Funder (or Investor) Risk

Risk and innovation go hand in hand. When you start a new company, the major risk you face is not succeeding. Some argue that a tolerance for failure is the defining characteristic of Silicon Valley—that it is the only place on the planet where the experience of failure is almost as valued as the experience of success.

The key difference for the social sector, though, is that more is at stake than simply not making money. When you innovate for social change, the major risk you face is what economists call “opportunity cost.” Opportunity costs are the costs incurred by having tried something at all. Everybody has limited time and attention, and each time you choose to do something there is a risk that doing something else would have led to a greater return.

Nonprofit funders seem to feel that opportunity risk more than for-profit funders. When for-profit investors and entrepreneurs make a risky investment on a new initiative, it’s a given that they may lose all their money, and also a given that the payoffs (or upside risk) are substantial. In the social sector, funders are less sanguine about the risks they are incurring because they are constantly trading off donations to one cause versus another. There’s not as clear a metric at the end of the day as there is in the private sector (return on investment). Instead, there is some real regret that, but for that risky failure, more good could have been done.

Individual Risk

The upside risk to individuals is also a consideration. Founders of for-profit startups are at least partly motivated by a big financial upside, whereas social entrepreneurs are often considered to risk nothing but reputation. Consider, though, the longer-term risk profile. A business entrepreneur may take big risks a number of times in her career, counting on luck and experience to lead to one or two “home runs” financially speaking (big bonuses, stock options, and other advantages) that provide a basis for retirement and security as she ages. A social sector entrepreneur has no similar “home run” horizon, at least financially.

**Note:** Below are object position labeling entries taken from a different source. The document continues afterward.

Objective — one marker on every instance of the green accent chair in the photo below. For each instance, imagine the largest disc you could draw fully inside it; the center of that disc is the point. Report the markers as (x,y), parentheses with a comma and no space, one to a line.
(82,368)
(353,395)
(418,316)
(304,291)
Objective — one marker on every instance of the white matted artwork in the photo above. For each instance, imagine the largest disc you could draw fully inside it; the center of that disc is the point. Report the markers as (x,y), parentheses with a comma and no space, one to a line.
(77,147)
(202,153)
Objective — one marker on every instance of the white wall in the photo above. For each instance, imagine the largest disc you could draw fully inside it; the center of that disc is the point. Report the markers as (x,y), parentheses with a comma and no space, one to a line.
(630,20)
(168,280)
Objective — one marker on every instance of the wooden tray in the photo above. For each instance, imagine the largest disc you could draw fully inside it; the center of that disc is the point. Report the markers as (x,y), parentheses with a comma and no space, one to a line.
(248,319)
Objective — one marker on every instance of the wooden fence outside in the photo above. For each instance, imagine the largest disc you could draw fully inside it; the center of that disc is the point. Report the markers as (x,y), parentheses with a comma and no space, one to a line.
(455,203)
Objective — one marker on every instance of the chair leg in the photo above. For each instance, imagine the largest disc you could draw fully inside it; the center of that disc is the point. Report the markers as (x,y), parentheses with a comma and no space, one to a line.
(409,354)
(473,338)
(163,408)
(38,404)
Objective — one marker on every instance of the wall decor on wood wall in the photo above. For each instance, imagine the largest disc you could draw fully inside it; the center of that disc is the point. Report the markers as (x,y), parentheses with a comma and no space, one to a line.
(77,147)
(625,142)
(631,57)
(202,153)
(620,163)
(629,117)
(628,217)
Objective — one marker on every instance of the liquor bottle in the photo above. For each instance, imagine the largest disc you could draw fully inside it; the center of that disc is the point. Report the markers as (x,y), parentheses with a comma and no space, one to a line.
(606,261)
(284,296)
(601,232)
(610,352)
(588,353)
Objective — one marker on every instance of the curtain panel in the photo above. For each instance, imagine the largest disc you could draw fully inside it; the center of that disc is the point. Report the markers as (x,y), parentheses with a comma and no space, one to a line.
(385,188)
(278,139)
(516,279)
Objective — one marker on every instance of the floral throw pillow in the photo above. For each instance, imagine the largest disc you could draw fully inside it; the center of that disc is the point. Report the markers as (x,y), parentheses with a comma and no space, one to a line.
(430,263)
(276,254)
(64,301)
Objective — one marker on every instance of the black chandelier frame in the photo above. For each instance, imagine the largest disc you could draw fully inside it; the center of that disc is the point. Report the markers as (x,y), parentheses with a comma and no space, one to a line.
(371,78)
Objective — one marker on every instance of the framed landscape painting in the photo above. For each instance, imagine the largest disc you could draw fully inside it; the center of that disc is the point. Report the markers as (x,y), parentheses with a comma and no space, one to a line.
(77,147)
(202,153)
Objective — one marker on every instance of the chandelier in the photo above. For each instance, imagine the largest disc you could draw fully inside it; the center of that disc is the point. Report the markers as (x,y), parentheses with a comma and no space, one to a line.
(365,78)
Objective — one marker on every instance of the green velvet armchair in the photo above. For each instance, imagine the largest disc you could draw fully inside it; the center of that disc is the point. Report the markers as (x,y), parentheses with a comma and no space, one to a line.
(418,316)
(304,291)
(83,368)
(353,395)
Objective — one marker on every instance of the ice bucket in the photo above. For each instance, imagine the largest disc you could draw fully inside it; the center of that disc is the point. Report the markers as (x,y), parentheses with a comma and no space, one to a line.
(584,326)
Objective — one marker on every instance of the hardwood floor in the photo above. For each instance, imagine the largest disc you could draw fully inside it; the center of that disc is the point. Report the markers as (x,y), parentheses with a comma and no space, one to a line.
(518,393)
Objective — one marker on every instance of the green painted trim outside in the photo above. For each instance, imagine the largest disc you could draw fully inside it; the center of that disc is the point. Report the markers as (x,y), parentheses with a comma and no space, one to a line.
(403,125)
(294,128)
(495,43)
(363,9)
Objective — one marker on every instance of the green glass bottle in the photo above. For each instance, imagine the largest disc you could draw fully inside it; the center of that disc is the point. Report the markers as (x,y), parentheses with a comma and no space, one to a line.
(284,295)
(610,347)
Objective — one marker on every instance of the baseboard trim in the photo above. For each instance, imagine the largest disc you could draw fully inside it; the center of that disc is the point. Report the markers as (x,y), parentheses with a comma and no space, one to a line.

It’s not news that you don’t make as much money in the social sector, but the emphasis in the lean startup on fearless exploration and failing fast brings home the individual dimensions of these career choices.

Risk to “Customers” or the Field

Remember the “fail fast/can’t fail” paradox we discussed earlier? A corollary is that, because social and political capital is a key part of social sector innovations, there is a risk that the experimentation inherent in the lean startup will wear out not the financial capital, but the political and social will necessary to take action. The innovation may itself lead to participants in the relevant field getting “innovation fatigue.” An extreme example of this may be public support for the US war in Iraq. Given bottomless political will, the US military might eventually have found a way to stabilize that country, but the public’s appetite for continued involvement and Iraqis’ own patience for foreign occupation clearly wore thin well before a stable political and military situation could be established.

Inertia or even backpedaling can overcome a social sector initiative that takes too long or makes too many pivots in its search for a solution. Opponents of the innovation (think insurgents in Iraq) may also capitalize on this fatigue. This is a risk that also needs to be carefully managed in any situation, but one a lean startup particularly needs to deal with.

There are more differences between the for-profit and nonprofit sectors, but this chapter has covered those most important to making the lean startup happen. It’s time to start making change!